Instagram Stories may be on the upswing, but advertisers are not entirely discounting Snapchat, at least not yet.
Since its launch in August 2016, Instagram Stories has had Snapchat in the crosshairs, and has even surpassed it in some respects. The feature, which allows users to post ephemeral stories for a 24-hour period just like Snapchat, has not only accumulated more users using it daily (250 million as of June versus Snapchat’s last reported 166 million), but also attracted a growing chunk of ad dollars.
But while Instagram’s pure reach and targeting capabilities have made it an attractive bet for brands, a lot of them are still sticking with Snapchat.
“Advertisers are excited about the expanded ad space size, but we haven’t seen too many shifts in spending from Snapchat to Instagram outside of its core capabilities,” said Danielle Johnsen Karr, director of social and editorial strategy at Deutsch New York. “As an ad unit, Instagram Stories is still relatively expensive, and acts as a separate unit outside standard buys within Facebook and Instagram.”
Karr did not provide names of specific advertisers who had not yet made the leap to Instagram Stories, but the agency’s clients include Volkswagen and Taco Bell.
For other brands, including Honda and Universal Pictures, it all boils down to the target audience. The rationale is simple: if your audience is engaged on the platform, it makes sense to target them there. Add to that the fact that each daily user spends an average of 30 minutes on Snapchat, with over 60% of daily users creating content on the platform everyday, and it becomes hard to ignore for marketers.

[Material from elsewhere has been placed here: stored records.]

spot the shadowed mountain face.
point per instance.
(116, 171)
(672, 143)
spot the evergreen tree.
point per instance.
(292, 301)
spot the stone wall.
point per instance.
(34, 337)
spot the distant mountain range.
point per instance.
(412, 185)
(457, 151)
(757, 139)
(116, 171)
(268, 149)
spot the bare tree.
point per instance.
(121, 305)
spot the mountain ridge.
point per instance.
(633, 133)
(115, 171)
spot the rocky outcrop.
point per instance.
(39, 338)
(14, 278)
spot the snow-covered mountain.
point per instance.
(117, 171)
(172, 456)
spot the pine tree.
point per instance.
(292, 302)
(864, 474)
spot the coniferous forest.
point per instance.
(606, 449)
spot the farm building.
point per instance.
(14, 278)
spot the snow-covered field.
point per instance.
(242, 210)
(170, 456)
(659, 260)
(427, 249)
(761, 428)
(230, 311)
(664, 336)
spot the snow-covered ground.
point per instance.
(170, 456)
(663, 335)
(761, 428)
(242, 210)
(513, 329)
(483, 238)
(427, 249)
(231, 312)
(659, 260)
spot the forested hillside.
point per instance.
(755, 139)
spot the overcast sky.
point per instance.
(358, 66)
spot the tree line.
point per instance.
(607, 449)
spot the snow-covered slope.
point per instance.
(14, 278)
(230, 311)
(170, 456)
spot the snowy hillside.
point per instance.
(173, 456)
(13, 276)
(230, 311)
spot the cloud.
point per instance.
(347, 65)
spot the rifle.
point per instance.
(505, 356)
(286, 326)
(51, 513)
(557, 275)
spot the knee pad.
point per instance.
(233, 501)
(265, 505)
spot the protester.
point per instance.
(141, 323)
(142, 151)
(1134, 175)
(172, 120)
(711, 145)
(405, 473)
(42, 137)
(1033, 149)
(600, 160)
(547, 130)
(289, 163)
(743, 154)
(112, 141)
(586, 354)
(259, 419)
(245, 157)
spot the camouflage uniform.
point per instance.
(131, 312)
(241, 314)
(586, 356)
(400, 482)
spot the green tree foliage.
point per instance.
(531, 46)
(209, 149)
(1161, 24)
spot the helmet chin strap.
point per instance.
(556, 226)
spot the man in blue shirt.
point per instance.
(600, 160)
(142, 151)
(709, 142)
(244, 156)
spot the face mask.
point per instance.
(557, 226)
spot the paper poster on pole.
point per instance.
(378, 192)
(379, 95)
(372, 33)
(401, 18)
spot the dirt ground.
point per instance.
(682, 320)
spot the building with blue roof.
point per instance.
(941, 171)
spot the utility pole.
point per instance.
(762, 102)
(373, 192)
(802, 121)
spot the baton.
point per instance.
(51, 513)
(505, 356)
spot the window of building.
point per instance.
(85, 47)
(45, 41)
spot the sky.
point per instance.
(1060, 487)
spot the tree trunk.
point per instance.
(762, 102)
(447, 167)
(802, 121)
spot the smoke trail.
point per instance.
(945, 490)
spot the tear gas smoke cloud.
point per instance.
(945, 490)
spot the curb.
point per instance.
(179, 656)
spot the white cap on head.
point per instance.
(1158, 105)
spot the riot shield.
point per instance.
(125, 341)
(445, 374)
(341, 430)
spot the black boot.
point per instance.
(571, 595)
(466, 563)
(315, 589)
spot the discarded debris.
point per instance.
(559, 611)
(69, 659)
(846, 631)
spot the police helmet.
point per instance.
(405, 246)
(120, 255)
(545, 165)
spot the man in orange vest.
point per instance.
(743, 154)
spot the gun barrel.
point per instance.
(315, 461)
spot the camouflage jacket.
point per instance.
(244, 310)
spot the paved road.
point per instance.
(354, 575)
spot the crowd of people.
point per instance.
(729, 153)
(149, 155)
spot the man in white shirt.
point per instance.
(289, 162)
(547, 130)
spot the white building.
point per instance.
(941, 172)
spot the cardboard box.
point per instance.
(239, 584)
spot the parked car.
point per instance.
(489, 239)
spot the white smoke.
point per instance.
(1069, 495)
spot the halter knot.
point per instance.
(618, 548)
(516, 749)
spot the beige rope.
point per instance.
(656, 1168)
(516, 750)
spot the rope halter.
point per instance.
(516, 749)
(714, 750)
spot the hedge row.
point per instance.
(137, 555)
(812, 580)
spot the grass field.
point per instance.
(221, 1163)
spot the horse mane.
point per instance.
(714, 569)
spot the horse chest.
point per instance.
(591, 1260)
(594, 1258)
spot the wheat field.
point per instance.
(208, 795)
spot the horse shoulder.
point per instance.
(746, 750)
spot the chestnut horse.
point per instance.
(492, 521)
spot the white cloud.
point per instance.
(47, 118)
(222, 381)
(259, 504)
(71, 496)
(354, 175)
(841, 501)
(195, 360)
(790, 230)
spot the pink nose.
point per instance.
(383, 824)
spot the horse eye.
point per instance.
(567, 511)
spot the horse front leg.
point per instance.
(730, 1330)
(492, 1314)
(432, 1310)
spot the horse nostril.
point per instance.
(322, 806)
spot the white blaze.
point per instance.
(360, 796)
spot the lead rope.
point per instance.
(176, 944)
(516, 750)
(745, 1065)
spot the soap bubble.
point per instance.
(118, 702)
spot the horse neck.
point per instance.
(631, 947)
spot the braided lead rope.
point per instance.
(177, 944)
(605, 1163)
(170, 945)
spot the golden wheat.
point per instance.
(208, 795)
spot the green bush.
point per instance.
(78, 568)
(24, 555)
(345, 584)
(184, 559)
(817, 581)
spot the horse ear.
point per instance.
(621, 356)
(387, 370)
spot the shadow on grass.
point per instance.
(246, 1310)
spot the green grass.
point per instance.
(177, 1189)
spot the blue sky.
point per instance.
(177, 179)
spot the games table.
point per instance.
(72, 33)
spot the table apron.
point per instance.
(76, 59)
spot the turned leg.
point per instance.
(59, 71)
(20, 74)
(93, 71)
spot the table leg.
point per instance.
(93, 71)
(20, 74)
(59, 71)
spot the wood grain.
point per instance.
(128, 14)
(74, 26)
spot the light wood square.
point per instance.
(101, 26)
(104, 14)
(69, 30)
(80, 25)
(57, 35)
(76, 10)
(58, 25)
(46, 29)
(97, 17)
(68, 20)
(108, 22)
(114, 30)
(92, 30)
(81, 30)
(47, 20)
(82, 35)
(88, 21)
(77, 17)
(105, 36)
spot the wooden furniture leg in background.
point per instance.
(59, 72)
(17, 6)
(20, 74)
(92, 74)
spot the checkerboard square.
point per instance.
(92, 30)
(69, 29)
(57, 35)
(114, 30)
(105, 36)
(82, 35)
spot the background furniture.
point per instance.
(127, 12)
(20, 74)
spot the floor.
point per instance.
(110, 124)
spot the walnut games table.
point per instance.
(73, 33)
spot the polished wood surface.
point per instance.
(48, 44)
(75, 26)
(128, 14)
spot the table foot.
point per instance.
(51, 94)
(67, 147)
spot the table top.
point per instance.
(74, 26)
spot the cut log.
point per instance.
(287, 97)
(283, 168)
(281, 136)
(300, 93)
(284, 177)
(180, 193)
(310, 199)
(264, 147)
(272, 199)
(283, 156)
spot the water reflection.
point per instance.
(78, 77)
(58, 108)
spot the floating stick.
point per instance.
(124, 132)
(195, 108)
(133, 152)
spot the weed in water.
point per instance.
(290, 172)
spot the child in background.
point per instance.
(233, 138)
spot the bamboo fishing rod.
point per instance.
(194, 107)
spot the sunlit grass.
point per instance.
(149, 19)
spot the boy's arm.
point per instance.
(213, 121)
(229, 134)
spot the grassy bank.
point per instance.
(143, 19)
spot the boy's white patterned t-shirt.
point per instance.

“While Instagram is a behemoth, we and our clients still understand the value of Snapchat, and will continue to evaluate it as it innovates and adds targeting and measurement capabilities,” said Hartman Wong, supervisor of digital strategy at RPA, Honda’s ad agency. “We’re going to pursue our audiences wherever it makes sense, and that factors in everything from cost efficiency to ability to impact brand lift to user engagement.”
Honda has run ads in the Discover section within Snapchat for some recent campaigns. Meanwhile, Universal Pictures has been all over Snapchat for the latest film in its Despicable Me franchise, which comes out this week. The studio has bought several Snap ads in the run-up to the film’s release, including swipe-up ones with quizzes tied to Father’s Day, as well as World Lenses, which let you add augmented reality elements to anything you take a picture or video of.
“Snapchat remains a very substantial platform for us to reach our audience,” said Doug Neil, EVP of digital marketing at Universal Pictures. “If you have the right call-to-action, the Snapchat audience is one that really engages with content, with our engagement metrics often being two times the usual benchmarks.”
It helps that Snapchat is also revving up as far as innovation goes, said Tom Buontempo, president at Attention. For him, while it may take some time, Snapchat’s focus on its new media partnerships and platform innovation has helped it tackle Instagram’s offensive.
“They’re helping traditional media figure out how to be relevant to cord cutters, they’re transforming the traditional advertising model and they’re trying hard to scale self-serve quickly to show advertising revenue growth,” he said. “They have also done a great job of delivering pioneering ad products such as lenses and geofilters, that have been custom built on the back of their audience’s nuanced behaviours.”
In other words, as long as Snapchat continues to scale its new ad alternatives with self-serve options, templates and quicker review windows, advertisers are here to stay.
“There’s still the opportunity to innovate with web builds and with comprehensive plans touching upon filters and lenses,” said Deutsch’s Karr. “The new ability for brands to be integrated into sponsored media content on the platform could be a huge game changer.”